But it's hard to see him and the environmental lobby winning the war. There's just too much money at stake. Who do these people think they are, corporations?
That oil is too valuable not to be sold. Period. That simple factor will swamp all other considerations: of CO2 and environmental destruction in Alberta and the fear of pipeline breaks. You'd have to be a saint not to rip that oil out and sell it, and there are very few saints among us.
After Obama's decision earlier this week Canada's Minister of Natural Resources issued a statement that said, basically: That's unfortunate. But this is going to happen.
Sure, there will be some jobs created if the pipeline were built: about 20,000 man-years worth, said TransCanada. That's not very many, really: the US worker force grows by roughly 100,000 people per month.
So the jobs created would be a drop in the bucket. The big factor is the profit -- for oil companies, and the Canadian government.
There's an estimated 175 B barrels of oil to be recovered from the Canadian tar sands, at current prices and with current technologies. That's worth about $17.5 trillion on today's market -- 10 times Canada's 2011 GDP of $1.7 B/yr (US$ or CAN$ -- they're almost equal now).
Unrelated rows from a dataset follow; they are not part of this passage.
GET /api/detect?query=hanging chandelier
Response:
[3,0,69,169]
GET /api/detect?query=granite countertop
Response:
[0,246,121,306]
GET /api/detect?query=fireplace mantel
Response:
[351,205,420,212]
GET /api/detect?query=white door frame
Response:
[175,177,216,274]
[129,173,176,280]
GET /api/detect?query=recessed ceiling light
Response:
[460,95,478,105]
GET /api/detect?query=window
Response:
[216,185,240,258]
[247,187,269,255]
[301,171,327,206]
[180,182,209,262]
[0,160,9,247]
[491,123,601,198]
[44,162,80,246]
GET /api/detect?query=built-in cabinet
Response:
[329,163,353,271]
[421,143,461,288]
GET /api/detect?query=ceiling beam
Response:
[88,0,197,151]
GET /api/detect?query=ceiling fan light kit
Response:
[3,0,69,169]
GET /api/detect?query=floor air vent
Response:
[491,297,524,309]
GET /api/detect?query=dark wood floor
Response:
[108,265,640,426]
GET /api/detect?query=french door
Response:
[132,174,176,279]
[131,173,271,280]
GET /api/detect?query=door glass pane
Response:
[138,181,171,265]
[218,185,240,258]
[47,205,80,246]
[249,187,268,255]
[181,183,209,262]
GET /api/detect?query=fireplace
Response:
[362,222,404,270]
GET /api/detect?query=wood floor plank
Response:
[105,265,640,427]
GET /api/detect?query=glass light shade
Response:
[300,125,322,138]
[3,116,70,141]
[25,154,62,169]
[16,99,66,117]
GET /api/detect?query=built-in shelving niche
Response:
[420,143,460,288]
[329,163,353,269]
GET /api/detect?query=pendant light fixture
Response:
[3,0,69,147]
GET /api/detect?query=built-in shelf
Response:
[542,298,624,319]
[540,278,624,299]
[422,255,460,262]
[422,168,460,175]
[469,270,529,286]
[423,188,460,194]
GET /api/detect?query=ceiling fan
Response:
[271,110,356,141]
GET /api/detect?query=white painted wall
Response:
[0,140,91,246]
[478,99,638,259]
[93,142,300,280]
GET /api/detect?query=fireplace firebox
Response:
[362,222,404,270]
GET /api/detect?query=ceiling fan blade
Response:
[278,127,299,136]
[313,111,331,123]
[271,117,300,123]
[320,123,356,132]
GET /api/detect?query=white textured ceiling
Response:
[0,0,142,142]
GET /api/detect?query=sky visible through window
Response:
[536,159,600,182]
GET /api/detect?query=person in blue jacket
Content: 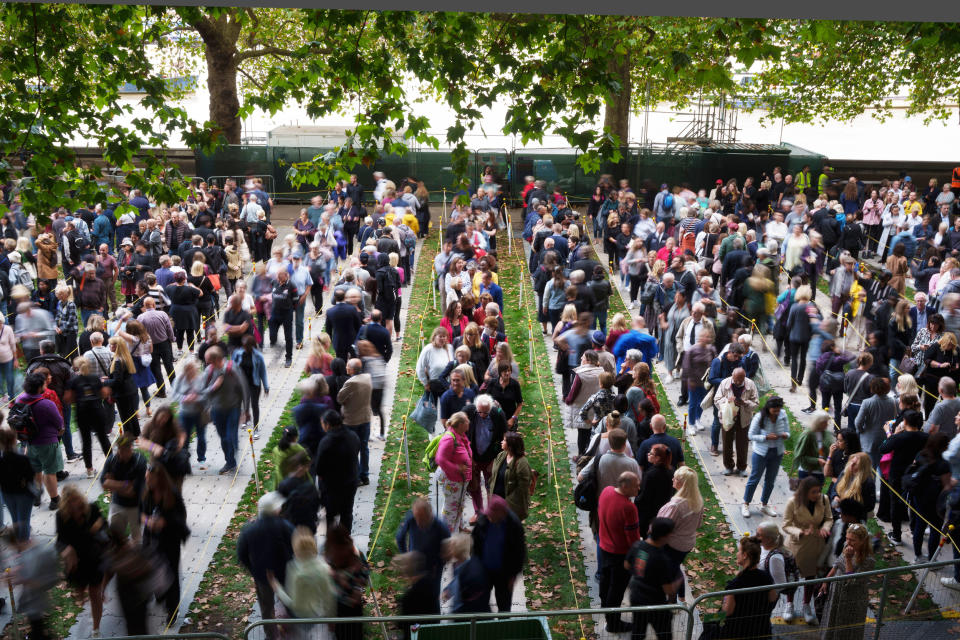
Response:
[612,317,660,371]
[233,334,270,439]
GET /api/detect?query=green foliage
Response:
[0,3,213,220]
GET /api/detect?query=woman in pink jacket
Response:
[0,314,17,401]
[436,411,473,533]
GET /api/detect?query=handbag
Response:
[410,391,437,433]
[899,355,917,375]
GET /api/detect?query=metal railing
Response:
[238,560,960,640]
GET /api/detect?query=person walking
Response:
[337,358,373,486]
[714,367,760,476]
[237,491,293,640]
[740,396,790,518]
[201,346,250,475]
[310,409,360,533]
[435,411,473,532]
[783,476,833,624]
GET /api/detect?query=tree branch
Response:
[237,67,263,91]
[234,47,296,64]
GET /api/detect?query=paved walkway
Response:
[594,236,960,616]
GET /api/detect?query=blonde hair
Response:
[108,336,137,375]
[837,451,873,502]
[610,313,630,332]
[291,527,317,560]
[897,373,920,396]
[673,466,703,511]
[454,362,477,387]
[53,284,72,302]
[940,330,957,351]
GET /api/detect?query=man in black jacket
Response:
[463,393,507,525]
[323,289,363,360]
[310,410,360,531]
[237,492,293,640]
[357,309,393,362]
[270,269,298,367]
[473,495,527,613]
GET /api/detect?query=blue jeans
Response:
[294,301,307,344]
[347,422,370,480]
[890,358,900,387]
[180,413,207,462]
[210,407,240,469]
[60,404,77,458]
[743,445,783,504]
[710,405,720,449]
[687,386,707,425]
[0,358,17,399]
[592,309,607,333]
[3,492,33,540]
[80,309,101,327]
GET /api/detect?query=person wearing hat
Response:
[100,433,147,545]
[740,396,790,518]
[237,491,293,640]
[590,329,617,373]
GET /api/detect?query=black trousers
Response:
[324,486,357,531]
[597,549,630,625]
[150,340,176,398]
[77,402,110,469]
[269,310,293,360]
[114,393,140,437]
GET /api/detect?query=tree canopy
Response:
[0,3,960,219]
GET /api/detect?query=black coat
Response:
[323,302,363,359]
[463,403,507,464]
[472,510,527,576]
[310,427,360,493]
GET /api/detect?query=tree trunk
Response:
[190,12,241,144]
[206,44,241,144]
[603,55,633,147]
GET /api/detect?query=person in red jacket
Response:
[597,471,641,633]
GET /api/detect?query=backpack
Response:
[573,454,606,511]
[7,398,42,443]
[423,431,453,471]
[900,457,930,496]
[764,547,800,582]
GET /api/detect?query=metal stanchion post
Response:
[247,429,258,493]
[547,406,554,480]
[904,524,954,616]
[400,416,410,491]
[4,567,20,640]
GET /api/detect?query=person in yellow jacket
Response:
[401,209,420,234]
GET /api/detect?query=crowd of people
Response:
[0,175,440,638]
[0,169,960,638]
[523,168,960,637]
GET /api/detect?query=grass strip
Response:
[367,231,442,604]
[500,238,593,638]
[609,268,739,593]
[760,391,943,620]
[181,390,300,638]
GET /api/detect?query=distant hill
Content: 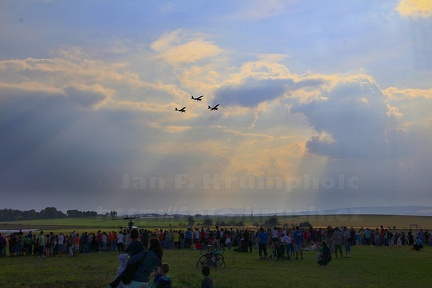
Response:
[293,206,432,216]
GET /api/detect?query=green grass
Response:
[0,215,432,231]
[0,246,432,288]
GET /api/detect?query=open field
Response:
[0,215,432,231]
[0,215,432,288]
[0,246,432,288]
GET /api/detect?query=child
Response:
[149,263,172,288]
[116,253,129,288]
[201,266,213,288]
[317,241,332,266]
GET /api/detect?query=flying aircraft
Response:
[207,104,219,111]
[191,95,204,101]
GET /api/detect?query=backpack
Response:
[155,276,172,288]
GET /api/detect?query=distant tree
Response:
[188,216,195,226]
[299,221,312,228]
[203,218,213,226]
[39,207,67,219]
[264,216,279,226]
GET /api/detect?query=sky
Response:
[0,0,432,215]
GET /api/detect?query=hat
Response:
[118,253,129,266]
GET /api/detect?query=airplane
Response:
[191,95,204,101]
[207,104,219,111]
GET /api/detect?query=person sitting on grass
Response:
[149,263,172,288]
[201,266,213,288]
[412,236,423,251]
[317,241,331,266]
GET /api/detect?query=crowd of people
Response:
[0,226,432,287]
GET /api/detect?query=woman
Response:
[109,238,163,288]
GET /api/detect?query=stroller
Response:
[273,241,287,261]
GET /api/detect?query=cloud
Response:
[214,61,324,107]
[396,0,432,18]
[291,78,410,159]
[150,30,223,65]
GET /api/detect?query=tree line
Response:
[0,207,97,221]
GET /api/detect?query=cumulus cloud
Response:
[291,78,409,159]
[151,30,223,65]
[396,0,432,18]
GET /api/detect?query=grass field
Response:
[0,215,432,231]
[0,246,432,288]
[0,215,432,288]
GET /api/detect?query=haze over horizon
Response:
[0,0,432,214]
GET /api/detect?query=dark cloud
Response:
[0,88,143,193]
[291,82,410,159]
[214,77,322,107]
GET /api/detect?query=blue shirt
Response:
[258,231,268,244]
[293,230,303,244]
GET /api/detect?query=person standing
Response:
[343,227,351,258]
[37,231,45,259]
[282,232,291,260]
[57,232,64,256]
[117,230,124,253]
[257,227,268,260]
[293,226,303,260]
[332,227,343,258]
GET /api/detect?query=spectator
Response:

In 2006, Royal Dutch Shell said they made an after-tax profit of $21.75 per barrel from their Canadian oil sands unit. Canada wants to get production up to 4.4 Mb/d within this decade, so that's $35 B/yr in profit to be had. They will mumble something about carbon capture and sequestration and the Canadian government will do away with some more tax incentives in the name of "environmentalism" and they will find a way to get it.
CO2? Author David Strahan estimates that CO2 emissions from the tar sands are 20% higher than average emissions from oil (mostly from production), and that a barrel of oil, with production and refining and consumption, emits about 500 kg CO2e per barrel.
So the Canadian oil sands will put about 0.8 Bmt CO2e/yr into the atmosphere. If all that's recoverable eventually gets burned, it would put about 90 Bmt CO2e into the atmosphere, or 24 GtC using the famous 44/12 ratio.
Worldwide emissions in 2010 were 9139 Tg C, or 9.1 GtC. (Maybe it's weird, but I actually enjoy doing these numbers.)
So the entire recoverable Canadian tar
sands represents about 3 years
of current worldwide CO2 emissions.
Is that so bad? I don't have the exact numbers, but looking at this chart and calculating the area of the triangle it seems the world has emitted about (1/2)*(70 yrs)*(9000 MmtC/yr), or ~ 300 GtC. (Here Myles Allen said 500 GtC, and we'll probably emit another 250-500 GtC before we're finished.)
So the Canadian tar sands will increase "expected" "conventional" emissions about about 5-10%.
Instead of adding a total of about 800 GtC
to the atmosphere, burning the Canadian tar sands
will increase this to about 825 GtC.
If what we've burned so far (~500 GtC) has resulted in a ~1°C increase in temperature, and (throwing in some feedbacks) what we'll burn before we're through (~350 GtC) will add another ~ 1°C, then using all the Canadian tar sands (~25 GtC) we can get our hands on will add another ~0.1 °C.
Canadian tar sands = another 0.1 °C of warming
Is that so bad if, it makes the Canadians and a whole bunch of other people rich (~$15-20 T)?
I guess I'm just too cynical to think 350.org and the environmental lobby is going to stay in the way of $15-20 trillion worth of money sitting under the Canadian wilderness.